Thursday, June 11, 2009

The Phoenix

The girl with the turquoise hair and face jewelry squeezes into the seat beside me. She’s wearing black steel-toed boots and an over-sized camouflage raincoat.

“Sorry about the coat,” she says. She sniffs and wrinkles her nose.“I just got it and it smells funny. It’s a really good one though. Got a beak on the hood and everything.” It's pouring outside. I assure her that there's only a faint rubbery smell.

She has fine, perfect features and astonishing green eyes fringed with dark lashes.

The whole ride home, in a voice so soft and even I’m straining to hear, she talks to me.

Native father, white mother. The father gone, the mother a suicide only a year after she, the girl with green eyes, survived a fire that burned her out of her home. Life on the street, abuse, beatings, tragedy running back generations, “youth jail,” and finally, her love, her daughter, Amber. Baby’s daddy didn’t want her – didn’t want a kid with a part-white, part-native girl. The grandmother has her now but the girl goes to see her every chance she gets.

She’s in a program and going to school in September to become a counselor. And maybe after a while, she thinks, she’ll go for a degree in psychology. She wants to help people. “These,” she gestures at her lip and nose rings, come out.”

“Do you know about the Ark?” she asks next. I do.

“I want to start a place like that, only where kids can stay over. They don’t have money for that, the Ark.”

“The smell…” She’s sniffing the sleeve of her raincoat and rubbing her arm. “I’ll have to wash as soon as I get home. You’d think they’d make sure this stuff is clean. And it’s not my boots, either. I wash all the time. I take care of my skin – and I don’t drink or do drugs. I don’t know why I have these dark circles under my eyes.”

She asks how old I think she is.
I study her, glad for the chance to look directly at that stunning face and those lovely eyes.

“Twenty-three, twenty-four.”

“Thank you,” she says, “I’m twenty-seven and somebody guessed thirty-five. Thirty-five!

I smile. Oh. The tragedy. Thirty-five.

“You won’t look much different when you’re thirty-five.”

"I feel so old sometimes. Real old."

"You've had a tough life."

She switches topics and tells me about her mother. We jump from there to possible new colors for her hair. She comes back to the course she'll be taking at school and then tells me about the babies she couldn’t save from the fire and the little boy she did save. Her eyebrows burned off and her eyelashes and her lungs were burned for months.

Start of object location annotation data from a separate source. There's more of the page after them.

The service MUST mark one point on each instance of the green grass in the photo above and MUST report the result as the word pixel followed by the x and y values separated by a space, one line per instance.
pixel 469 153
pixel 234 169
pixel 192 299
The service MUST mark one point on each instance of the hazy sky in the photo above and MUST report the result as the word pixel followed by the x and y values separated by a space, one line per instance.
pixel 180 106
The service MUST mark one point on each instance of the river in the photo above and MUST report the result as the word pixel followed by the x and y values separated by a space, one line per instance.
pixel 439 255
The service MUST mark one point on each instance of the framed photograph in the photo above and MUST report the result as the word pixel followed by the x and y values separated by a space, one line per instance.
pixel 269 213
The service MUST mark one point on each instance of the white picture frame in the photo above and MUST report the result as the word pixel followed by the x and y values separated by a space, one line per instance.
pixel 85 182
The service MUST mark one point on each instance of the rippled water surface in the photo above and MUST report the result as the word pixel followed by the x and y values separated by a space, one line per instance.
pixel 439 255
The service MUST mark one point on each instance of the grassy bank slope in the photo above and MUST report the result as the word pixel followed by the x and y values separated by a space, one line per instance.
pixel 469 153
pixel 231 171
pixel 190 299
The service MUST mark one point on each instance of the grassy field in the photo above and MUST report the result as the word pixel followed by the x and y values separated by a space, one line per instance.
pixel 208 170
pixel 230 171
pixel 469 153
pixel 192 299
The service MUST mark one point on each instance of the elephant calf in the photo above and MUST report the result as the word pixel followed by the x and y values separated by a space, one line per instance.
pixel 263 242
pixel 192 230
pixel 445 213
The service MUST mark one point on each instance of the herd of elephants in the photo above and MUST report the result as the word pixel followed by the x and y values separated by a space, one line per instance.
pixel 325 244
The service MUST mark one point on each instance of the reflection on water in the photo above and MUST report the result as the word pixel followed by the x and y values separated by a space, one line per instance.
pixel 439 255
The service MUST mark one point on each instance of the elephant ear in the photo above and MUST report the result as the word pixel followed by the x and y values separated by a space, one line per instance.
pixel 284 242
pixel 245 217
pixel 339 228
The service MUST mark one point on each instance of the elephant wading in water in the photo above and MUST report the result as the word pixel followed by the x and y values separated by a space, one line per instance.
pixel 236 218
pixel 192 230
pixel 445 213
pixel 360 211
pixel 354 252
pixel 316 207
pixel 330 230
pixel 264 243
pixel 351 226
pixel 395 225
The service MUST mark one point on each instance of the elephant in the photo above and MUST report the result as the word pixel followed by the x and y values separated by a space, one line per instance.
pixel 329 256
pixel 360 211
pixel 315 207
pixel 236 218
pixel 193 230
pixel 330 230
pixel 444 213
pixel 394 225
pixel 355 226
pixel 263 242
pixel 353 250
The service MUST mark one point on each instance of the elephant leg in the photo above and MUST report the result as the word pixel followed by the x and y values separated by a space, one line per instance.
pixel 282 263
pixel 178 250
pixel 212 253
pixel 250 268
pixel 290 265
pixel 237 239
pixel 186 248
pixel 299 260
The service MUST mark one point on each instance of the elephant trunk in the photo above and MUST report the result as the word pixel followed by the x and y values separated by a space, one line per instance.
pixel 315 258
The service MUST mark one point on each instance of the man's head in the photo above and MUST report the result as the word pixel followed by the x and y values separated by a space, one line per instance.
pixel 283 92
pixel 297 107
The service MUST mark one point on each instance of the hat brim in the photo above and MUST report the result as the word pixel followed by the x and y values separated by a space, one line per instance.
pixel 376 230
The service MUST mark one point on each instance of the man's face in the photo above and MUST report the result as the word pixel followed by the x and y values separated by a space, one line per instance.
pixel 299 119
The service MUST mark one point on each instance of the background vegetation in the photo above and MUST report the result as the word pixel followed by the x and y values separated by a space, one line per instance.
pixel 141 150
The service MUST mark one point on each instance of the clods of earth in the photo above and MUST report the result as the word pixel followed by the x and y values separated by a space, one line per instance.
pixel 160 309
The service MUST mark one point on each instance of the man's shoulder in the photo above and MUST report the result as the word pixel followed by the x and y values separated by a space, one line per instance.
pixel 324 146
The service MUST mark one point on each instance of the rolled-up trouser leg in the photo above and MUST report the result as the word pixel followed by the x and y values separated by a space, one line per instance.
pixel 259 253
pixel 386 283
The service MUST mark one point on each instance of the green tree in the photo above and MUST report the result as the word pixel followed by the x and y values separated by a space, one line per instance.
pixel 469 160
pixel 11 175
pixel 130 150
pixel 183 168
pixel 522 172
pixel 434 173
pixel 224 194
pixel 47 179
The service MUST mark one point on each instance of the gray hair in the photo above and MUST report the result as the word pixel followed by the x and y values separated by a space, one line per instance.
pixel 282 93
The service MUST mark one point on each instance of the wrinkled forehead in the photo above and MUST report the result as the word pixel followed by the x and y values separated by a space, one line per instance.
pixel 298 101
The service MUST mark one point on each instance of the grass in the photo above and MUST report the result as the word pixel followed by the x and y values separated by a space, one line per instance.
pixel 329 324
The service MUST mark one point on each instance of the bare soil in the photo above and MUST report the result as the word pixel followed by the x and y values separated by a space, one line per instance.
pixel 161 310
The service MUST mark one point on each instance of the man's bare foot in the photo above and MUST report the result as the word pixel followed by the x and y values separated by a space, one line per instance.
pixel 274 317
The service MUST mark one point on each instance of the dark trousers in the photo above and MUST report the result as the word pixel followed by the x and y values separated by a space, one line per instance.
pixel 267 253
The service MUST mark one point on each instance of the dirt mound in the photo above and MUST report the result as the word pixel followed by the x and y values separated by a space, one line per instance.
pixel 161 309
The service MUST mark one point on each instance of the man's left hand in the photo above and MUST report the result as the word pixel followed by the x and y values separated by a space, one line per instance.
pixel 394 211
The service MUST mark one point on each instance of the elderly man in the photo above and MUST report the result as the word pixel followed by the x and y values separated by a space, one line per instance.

At first, she couldn’t remember much, but it’s coming back in bits and pieces now. “It was in Truro, six years ago. It was in all the papers. You might have seen it.”

She rubs at her wrist and arm. “See these?” She pulls up her sleeve. There are burn scars the size of dimes and quarters splattered along her wrist. “They go right up my arm…from the fire.”
The rest of the scars, the ones hiding behind the perfectly clear green eyes, go right into her bones, I figure. The tics and apologies are a song of sorrow and self-loathing.

I tell her, “You heal well. You have good skin. I’d never have noticed them if you hadn’t told me they were there.” She smiles a little.

“I don’t mean to sound….you know…all poor me.”

“Like I said, you've had a tough life, a lot of sadness.”

She sits up straight and smiles. “I’m strong for it, though,” she says.

She seems to know that I am genuinely listening and although I don’t know if some or all or none of it is true, I am not a stranger and it doesn’t matter.

When I get home I recall the quiet flow of her voice, how it’s a lullaby in which the wind always blows and down baby comes, cradle and all. A lullaby... and a litany that tells her she survived. She is some kind of wonder, by God, right there on the number twenty bus. A lovely, green-eyed Phoenix still not quite out of the fire, but trying. Trying.